O estudo da língua na forma oral é o único meio obrigatório que o investigador tem para aceder à sociedade e à cultura em observação. Diga-se incidentemente que alguns dos quadros linguísticos referidos, exclusivamente orais, se alteraram quando os antropólogos iniciaram o estudo destas sociedades e obrigatoriamente as suas línguas, começando a transcrevê-las foneticamente e em seguida a fixar a sintaxe.

A antropologia psicológica

A antropologia psicológica define-se como o domínio que se interessa pelo estudo dos mecanismos do psiquismo humano, na sua interacção com a permeância social. O presente domínio não tem por objectivo o indivíduo, enquanto actor particular, o qual pertence ao domínio da psicologia, mas define o encontro entre a antropologia e a psicologia no que corresponde à necessidade de compreensão da subjectividade que preside à acção dos indivíduos em sociedade. Ou seja, corresponde à necessidade de passar do objectivismo ao subjectivismo. Neste campo, entronca o fenómeno de representação sobre a realidade social e a acção derivada da percepção desta mesma realidade pelos diferentes acores sociais.
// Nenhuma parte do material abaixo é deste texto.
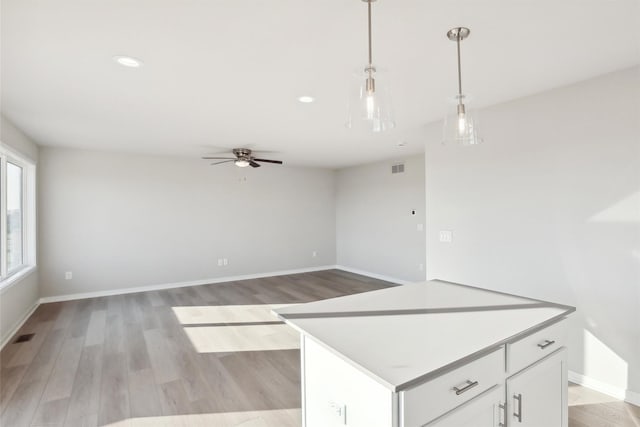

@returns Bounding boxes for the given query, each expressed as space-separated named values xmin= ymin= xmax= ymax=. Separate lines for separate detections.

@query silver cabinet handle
xmin=453 ymin=380 xmax=479 ymax=395
xmin=537 ymin=339 xmax=556 ymax=349
xmin=498 ymin=403 xmax=506 ymax=427
xmin=513 ymin=393 xmax=523 ymax=423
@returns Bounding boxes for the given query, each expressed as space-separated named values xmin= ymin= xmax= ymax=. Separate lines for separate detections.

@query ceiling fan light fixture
xmin=202 ymin=148 xmax=283 ymax=168
xmin=234 ymin=159 xmax=251 ymax=168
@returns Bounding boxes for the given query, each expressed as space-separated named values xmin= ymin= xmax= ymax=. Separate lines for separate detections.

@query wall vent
xmin=391 ymin=163 xmax=405 ymax=174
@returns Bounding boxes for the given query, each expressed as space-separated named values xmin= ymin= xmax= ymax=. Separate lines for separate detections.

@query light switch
xmin=417 ymin=223 xmax=424 ymax=231
xmin=439 ymin=230 xmax=453 ymax=243
xmin=65 ymin=272 xmax=73 ymax=280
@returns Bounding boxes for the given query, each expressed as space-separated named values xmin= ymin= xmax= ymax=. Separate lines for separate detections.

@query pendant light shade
xmin=346 ymin=0 xmax=395 ymax=132
xmin=443 ymin=27 xmax=482 ymax=145
xmin=347 ymin=67 xmax=395 ymax=132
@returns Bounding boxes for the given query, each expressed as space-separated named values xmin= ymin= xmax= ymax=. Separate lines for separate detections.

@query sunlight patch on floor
xmin=104 ymin=408 xmax=301 ymax=427
xmin=172 ymin=304 xmax=294 ymax=325
xmin=184 ymin=323 xmax=300 ymax=353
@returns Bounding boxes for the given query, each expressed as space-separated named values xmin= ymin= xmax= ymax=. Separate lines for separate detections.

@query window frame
xmin=0 ymin=144 xmax=36 ymax=284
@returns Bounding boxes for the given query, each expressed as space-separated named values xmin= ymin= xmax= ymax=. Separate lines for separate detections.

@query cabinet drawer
xmin=507 ymin=319 xmax=567 ymax=374
xmin=400 ymin=348 xmax=504 ymax=427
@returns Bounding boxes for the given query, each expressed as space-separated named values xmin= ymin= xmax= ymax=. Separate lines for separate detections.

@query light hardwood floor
xmin=1 ymin=269 xmax=638 ymax=426
xmin=569 ymin=382 xmax=640 ymax=427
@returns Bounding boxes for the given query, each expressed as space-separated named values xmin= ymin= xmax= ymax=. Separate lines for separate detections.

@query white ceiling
xmin=2 ymin=0 xmax=639 ymax=168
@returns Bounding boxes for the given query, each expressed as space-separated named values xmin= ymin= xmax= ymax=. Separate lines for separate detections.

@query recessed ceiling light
xmin=297 ymin=96 xmax=315 ymax=103
xmin=113 ymin=56 xmax=143 ymax=68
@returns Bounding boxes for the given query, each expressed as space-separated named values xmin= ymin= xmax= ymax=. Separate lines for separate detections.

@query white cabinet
xmin=301 ymin=319 xmax=569 ymax=427
xmin=506 ymin=348 xmax=568 ymax=427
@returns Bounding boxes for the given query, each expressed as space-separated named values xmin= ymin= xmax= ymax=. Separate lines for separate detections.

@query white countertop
xmin=274 ymin=280 xmax=574 ymax=391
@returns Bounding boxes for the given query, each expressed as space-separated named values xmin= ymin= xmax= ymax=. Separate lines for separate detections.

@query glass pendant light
xmin=443 ymin=27 xmax=482 ymax=145
xmin=346 ymin=0 xmax=395 ymax=132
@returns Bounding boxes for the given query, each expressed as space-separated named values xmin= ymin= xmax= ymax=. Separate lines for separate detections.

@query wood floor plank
xmin=84 ymin=310 xmax=107 ymax=347
xmin=125 ymin=322 xmax=152 ymax=373
xmin=68 ymin=299 xmax=94 ymax=339
xmin=53 ymin=301 xmax=78 ymax=332
xmin=142 ymin=328 xmax=181 ymax=385
xmin=158 ymin=379 xmax=194 ymax=415
xmin=128 ymin=368 xmax=162 ymax=418
xmin=0 ymin=378 xmax=46 ymax=426
xmin=97 ymin=351 xmax=130 ymax=426
xmin=0 ymin=365 xmax=27 ymax=414
xmin=63 ymin=412 xmax=98 ymax=427
xmin=31 ymin=397 xmax=69 ymax=427
xmin=104 ymin=313 xmax=126 ymax=356
xmin=65 ymin=345 xmax=103 ymax=422
xmin=40 ymin=336 xmax=85 ymax=403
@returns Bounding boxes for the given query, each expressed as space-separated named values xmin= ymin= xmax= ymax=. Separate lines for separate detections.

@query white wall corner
xmin=568 ymin=370 xmax=640 ymax=407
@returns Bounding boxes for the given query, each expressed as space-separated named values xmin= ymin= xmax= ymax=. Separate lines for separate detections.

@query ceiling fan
xmin=202 ymin=148 xmax=283 ymax=168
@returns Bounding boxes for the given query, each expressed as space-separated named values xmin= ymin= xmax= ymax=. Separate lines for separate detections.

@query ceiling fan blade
xmin=254 ymin=158 xmax=283 ymax=164
xmin=249 ymin=160 xmax=261 ymax=168
xmin=210 ymin=160 xmax=235 ymax=166
xmin=202 ymin=156 xmax=235 ymax=160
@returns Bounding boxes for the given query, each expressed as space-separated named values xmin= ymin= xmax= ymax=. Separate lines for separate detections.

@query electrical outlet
xmin=312 ymin=251 xmax=317 ymax=258
xmin=418 ymin=263 xmax=424 ymax=271
xmin=223 ymin=258 xmax=228 ymax=266
xmin=417 ymin=223 xmax=424 ymax=231
xmin=439 ymin=230 xmax=453 ymax=243
xmin=328 ymin=401 xmax=347 ymax=424
xmin=217 ymin=259 xmax=223 ymax=267
xmin=65 ymin=271 xmax=72 ymax=280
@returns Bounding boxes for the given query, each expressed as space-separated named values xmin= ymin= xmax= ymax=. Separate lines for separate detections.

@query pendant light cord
xmin=367 ymin=0 xmax=373 ymax=71
xmin=456 ymin=34 xmax=463 ymax=104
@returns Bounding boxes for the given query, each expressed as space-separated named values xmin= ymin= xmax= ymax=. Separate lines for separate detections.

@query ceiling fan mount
xmin=202 ymin=148 xmax=283 ymax=168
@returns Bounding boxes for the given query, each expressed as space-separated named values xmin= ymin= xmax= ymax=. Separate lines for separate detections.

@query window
xmin=0 ymin=146 xmax=35 ymax=283
xmin=7 ymin=162 xmax=23 ymax=271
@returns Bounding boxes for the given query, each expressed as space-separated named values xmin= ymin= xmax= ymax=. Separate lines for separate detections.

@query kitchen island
xmin=274 ymin=279 xmax=575 ymax=427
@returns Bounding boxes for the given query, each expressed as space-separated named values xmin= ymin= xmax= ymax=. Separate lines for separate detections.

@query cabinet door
xmin=506 ymin=348 xmax=567 ymax=427
xmin=427 ymin=385 xmax=505 ymax=427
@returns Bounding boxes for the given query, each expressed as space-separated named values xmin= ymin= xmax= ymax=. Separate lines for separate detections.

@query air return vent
xmin=391 ymin=163 xmax=405 ymax=174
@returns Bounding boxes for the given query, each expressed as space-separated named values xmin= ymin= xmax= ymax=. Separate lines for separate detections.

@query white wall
xmin=0 ymin=115 xmax=40 ymax=346
xmin=425 ymin=67 xmax=640 ymax=399
xmin=336 ymin=155 xmax=426 ymax=282
xmin=38 ymin=147 xmax=336 ymax=298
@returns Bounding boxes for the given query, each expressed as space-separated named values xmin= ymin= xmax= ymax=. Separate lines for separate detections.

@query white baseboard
xmin=569 ymin=370 xmax=640 ymax=407
xmin=39 ymin=265 xmax=337 ymax=303
xmin=0 ymin=300 xmax=40 ymax=350
xmin=334 ymin=265 xmax=417 ymax=286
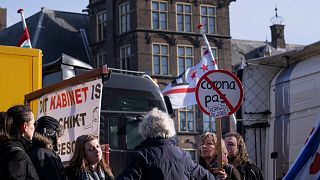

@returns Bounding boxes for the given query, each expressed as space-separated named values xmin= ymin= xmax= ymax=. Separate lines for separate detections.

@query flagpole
xmin=198 ymin=25 xmax=218 ymax=70
xmin=17 ymin=9 xmax=32 ymax=48
xmin=17 ymin=9 xmax=27 ymax=30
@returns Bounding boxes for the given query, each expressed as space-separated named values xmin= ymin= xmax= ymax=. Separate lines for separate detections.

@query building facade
xmin=87 ymin=0 xmax=234 ymax=159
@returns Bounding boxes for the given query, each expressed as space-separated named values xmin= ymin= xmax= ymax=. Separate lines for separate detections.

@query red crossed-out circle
xmin=195 ymin=70 xmax=243 ymax=116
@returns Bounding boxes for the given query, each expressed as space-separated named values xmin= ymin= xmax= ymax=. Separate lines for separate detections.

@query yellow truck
xmin=0 ymin=45 xmax=42 ymax=112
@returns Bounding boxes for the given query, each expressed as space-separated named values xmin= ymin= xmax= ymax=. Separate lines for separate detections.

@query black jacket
xmin=0 ymin=138 xmax=39 ymax=180
xmin=236 ymin=162 xmax=264 ymax=180
xmin=117 ymin=137 xmax=216 ymax=180
xmin=28 ymin=133 xmax=67 ymax=180
xmin=199 ymin=157 xmax=241 ymax=180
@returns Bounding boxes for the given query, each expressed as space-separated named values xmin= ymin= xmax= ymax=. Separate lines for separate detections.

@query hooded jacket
xmin=0 ymin=138 xmax=39 ymax=180
xmin=28 ymin=133 xmax=67 ymax=180
xmin=117 ymin=137 xmax=216 ymax=180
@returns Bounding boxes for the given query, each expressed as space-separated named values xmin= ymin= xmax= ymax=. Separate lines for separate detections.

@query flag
xmin=162 ymin=24 xmax=217 ymax=109
xmin=283 ymin=118 xmax=320 ymax=180
xmin=17 ymin=9 xmax=32 ymax=48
A antropologia social e cultural

Se avançarmos do estudo do passado para o presente da dimensão cultural, entramos no campo de estudos da antropologia social ou cultural; o objeto desta área da antropologia são as formas em que as sociedades percebem o mundo e como organizam o seu cotidiano.

A antropologia social e cultural estuda a cultura de um grupo tanto na sua dimensão instrumental, chamada de cultura material, que se refere às coisas que os homens produzem e com as quais intervêm na natureza, quanto na sua dimensão cosmológica-cognitiva-organizacional, que abrange os sistemas de ideias e de valores, através dos quais se organiza a percepção do mundo.
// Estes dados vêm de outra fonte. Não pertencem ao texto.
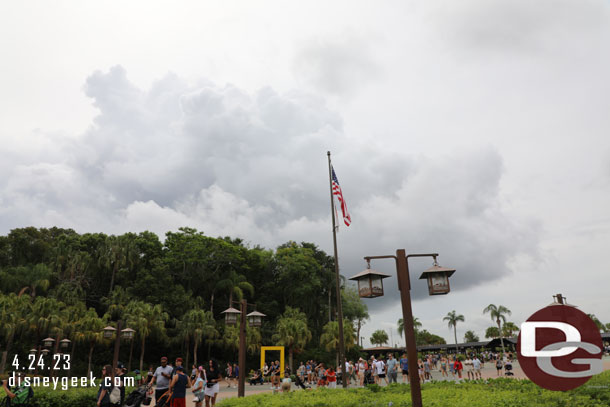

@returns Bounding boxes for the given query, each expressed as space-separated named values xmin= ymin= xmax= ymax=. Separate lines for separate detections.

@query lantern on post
xmin=418 ymin=260 xmax=455 ymax=295
xmin=348 ymin=262 xmax=390 ymax=298
xmin=121 ymin=328 xmax=135 ymax=340
xmin=103 ymin=326 xmax=117 ymax=339
xmin=41 ymin=349 xmax=50 ymax=356
xmin=246 ymin=311 xmax=265 ymax=327
xmin=42 ymin=337 xmax=55 ymax=348
xmin=221 ymin=307 xmax=241 ymax=326
xmin=29 ymin=348 xmax=37 ymax=354
xmin=59 ymin=339 xmax=71 ymax=349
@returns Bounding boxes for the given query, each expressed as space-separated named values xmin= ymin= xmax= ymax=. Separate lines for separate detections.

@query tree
xmin=272 ymin=307 xmax=312 ymax=371
xmin=17 ymin=264 xmax=51 ymax=298
xmin=320 ymin=320 xmax=356 ymax=367
xmin=74 ymin=307 xmax=105 ymax=377
xmin=0 ymin=294 xmax=30 ymax=374
xmin=216 ymin=269 xmax=254 ymax=307
xmin=341 ymin=288 xmax=369 ymax=343
xmin=483 ymin=304 xmax=511 ymax=356
xmin=178 ymin=308 xmax=217 ymax=368
xmin=397 ymin=317 xmax=422 ymax=337
xmin=464 ymin=330 xmax=479 ymax=343
xmin=125 ymin=301 xmax=168 ymax=372
xmin=370 ymin=330 xmax=389 ymax=346
xmin=485 ymin=326 xmax=500 ymax=339
xmin=502 ymin=322 xmax=519 ymax=338
xmin=98 ymin=235 xmax=137 ymax=295
xmin=443 ymin=310 xmax=465 ymax=352
xmin=415 ymin=330 xmax=446 ymax=346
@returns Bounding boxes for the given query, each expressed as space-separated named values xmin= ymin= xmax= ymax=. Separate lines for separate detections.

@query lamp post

Esta dimensão diz respeito aos elementos ideológicos que compõem a definição de cultura (que posteriormente estudaremos), a saber, a língua, a religião, o sistema de direito, etc.
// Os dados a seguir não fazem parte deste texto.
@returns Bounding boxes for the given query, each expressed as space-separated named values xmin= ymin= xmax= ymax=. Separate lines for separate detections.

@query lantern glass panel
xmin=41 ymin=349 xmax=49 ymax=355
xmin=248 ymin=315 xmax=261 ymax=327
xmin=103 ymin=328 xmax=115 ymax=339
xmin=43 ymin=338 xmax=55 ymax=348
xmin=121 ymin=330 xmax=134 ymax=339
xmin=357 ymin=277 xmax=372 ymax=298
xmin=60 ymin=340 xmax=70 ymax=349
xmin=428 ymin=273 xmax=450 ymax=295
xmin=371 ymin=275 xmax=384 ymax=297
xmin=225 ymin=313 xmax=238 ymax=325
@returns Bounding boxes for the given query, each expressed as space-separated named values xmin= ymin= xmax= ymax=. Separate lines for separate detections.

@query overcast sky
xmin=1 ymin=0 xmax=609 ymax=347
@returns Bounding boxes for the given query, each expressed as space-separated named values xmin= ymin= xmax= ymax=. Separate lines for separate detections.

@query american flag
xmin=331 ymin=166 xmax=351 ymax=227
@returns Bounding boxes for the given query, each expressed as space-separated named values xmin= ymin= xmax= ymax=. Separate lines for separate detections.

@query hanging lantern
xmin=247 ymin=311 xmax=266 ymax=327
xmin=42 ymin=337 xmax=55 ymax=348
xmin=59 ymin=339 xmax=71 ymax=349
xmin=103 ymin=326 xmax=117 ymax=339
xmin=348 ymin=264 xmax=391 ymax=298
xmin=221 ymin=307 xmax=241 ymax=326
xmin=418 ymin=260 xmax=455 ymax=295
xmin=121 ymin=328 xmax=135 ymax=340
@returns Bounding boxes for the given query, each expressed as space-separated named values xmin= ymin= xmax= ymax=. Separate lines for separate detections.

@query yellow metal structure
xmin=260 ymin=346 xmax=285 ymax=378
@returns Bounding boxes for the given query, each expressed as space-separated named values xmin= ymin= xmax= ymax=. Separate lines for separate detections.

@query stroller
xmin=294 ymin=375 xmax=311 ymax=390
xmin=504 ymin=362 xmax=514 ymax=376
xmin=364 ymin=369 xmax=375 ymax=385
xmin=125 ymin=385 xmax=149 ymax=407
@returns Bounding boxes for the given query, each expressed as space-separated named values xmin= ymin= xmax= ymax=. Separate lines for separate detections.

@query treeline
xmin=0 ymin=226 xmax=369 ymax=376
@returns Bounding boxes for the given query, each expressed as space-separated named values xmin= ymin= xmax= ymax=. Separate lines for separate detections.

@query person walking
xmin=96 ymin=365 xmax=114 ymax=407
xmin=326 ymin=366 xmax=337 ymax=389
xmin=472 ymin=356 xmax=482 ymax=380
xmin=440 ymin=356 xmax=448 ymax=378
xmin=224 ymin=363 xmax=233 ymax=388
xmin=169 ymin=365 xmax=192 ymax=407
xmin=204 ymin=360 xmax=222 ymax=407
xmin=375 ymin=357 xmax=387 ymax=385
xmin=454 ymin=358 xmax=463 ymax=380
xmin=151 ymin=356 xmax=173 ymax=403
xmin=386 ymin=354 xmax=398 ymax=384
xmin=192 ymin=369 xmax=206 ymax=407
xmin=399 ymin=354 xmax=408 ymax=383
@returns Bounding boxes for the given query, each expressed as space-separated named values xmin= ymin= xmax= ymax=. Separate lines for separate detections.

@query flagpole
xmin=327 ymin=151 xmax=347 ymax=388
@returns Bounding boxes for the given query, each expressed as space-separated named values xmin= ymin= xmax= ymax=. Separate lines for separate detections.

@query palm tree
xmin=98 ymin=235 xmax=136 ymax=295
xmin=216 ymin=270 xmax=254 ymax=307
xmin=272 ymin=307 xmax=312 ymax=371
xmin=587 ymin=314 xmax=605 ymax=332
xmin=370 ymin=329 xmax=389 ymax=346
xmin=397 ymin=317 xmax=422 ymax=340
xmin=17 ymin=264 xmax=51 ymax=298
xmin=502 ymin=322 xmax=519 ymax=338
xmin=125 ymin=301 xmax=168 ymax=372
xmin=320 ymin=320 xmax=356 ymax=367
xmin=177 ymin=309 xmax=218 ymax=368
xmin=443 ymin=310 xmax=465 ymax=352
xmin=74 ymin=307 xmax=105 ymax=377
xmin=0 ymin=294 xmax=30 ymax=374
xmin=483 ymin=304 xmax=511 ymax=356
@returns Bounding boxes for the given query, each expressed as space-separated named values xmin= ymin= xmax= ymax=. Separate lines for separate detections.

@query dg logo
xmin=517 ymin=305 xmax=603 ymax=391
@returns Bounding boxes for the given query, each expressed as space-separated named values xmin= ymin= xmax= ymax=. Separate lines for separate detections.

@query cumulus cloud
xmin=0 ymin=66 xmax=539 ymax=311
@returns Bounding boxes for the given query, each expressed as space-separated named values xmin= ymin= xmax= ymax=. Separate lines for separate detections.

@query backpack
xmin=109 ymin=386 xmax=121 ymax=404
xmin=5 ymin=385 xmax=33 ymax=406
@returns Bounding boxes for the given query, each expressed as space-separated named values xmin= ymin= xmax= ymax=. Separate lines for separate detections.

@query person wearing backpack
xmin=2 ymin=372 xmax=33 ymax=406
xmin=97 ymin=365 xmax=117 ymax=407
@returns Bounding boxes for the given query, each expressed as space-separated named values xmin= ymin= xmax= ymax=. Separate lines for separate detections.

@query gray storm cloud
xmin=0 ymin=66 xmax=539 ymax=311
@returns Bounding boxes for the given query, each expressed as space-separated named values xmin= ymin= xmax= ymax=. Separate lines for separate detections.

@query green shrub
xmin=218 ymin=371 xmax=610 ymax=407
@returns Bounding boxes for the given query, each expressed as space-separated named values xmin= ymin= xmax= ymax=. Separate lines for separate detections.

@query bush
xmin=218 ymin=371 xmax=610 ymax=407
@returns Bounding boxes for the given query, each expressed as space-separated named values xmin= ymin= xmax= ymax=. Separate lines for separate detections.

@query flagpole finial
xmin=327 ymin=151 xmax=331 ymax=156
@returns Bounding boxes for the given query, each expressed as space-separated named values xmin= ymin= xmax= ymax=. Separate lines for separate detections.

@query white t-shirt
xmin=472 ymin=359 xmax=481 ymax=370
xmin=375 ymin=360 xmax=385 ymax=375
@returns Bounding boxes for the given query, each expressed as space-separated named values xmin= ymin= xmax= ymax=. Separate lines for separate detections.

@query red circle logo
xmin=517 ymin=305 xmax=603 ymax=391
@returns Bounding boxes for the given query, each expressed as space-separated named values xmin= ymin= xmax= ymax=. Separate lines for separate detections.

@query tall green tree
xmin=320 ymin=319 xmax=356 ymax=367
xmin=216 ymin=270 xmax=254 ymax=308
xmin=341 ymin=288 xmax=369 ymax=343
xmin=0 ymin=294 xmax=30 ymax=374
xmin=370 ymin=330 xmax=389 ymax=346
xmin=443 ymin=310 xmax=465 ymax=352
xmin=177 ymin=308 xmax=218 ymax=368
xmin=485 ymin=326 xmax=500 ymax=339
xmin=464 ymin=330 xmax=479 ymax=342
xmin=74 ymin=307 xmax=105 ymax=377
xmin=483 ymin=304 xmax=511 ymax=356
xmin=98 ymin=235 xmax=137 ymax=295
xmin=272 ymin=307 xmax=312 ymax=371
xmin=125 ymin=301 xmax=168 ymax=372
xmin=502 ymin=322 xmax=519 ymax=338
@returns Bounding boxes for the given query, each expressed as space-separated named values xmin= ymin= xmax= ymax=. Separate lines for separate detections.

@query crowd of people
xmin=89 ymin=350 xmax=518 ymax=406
A parte organizacional da antropologia social ou cultural diz respeito às formas que os grupos humanos concebem para estabelecer a circulação dos indivíduos no seu interior, isto é, as regras de casamento e de parentesco, as divisões em grupos menores como clãs, fratrias e linhagens.

Em outras palavras, a antropologia social e cultural diz respeito a tudo que constitui uma sociedade: seus modos de produção econômica, suas técnicas, sua organização política e jurídica, seus sistemas de parentesco, seus sistemas de conhecimento, suas crenças religiosas, sua língua, sua psicologia, suas criações artísticas, suas técnicas, etc.

Para terminar com esta diferenciação das áreas da antropologia temos que nos referir rapidamente por que denominamos a dimensão cultural no presente como antropologia social ou cultural. Basicamente, é uma diferenciação derivada de interesses distintos das escolas antropológicas inglesa e americana.

Os antropólogos ingleses se interessaram pela organização social e política dos grupos que estudavam, e assim, focaram seus estudos na ideia de sociedade, por isto a escola foi chamada de antropologia social (embora alguns, como Malinowski, tenham utilizado na sua produção o conceito de cultura).

Já os americanos se interessavam pelas variações culturais, pela sua difusão e como os indivíduos são moldados pela cultura; por isto se denominou a essa escola como antropologia cultural ou culturalismo.

 

Bibliografia

ERICKENS, Thomas Hylland. NIELSEN, Fin Sivert. História da Antropologia. 4ª ed. Editora Vozes, Petrópolis, RJ, 2010.

SANTOS, Armindo dos. Antropologia Geral: etnografia, Etnologia, Antropologia Socal. Universidade Aberta, 2002.

COLLEYN, Jean-Paul. Elementos de Antropologia Social e Cultural. Edições 70, Lisboa, 2005.

TITIEV, Mischa. Introdução à Antropologia Cultural. 9ª ed. Fundação Calouste Gulbenkian, Lisboa, 2002.

LAPLANTINE, François. Aprender Antropologia. São Paulo, Brasiliense, 2003.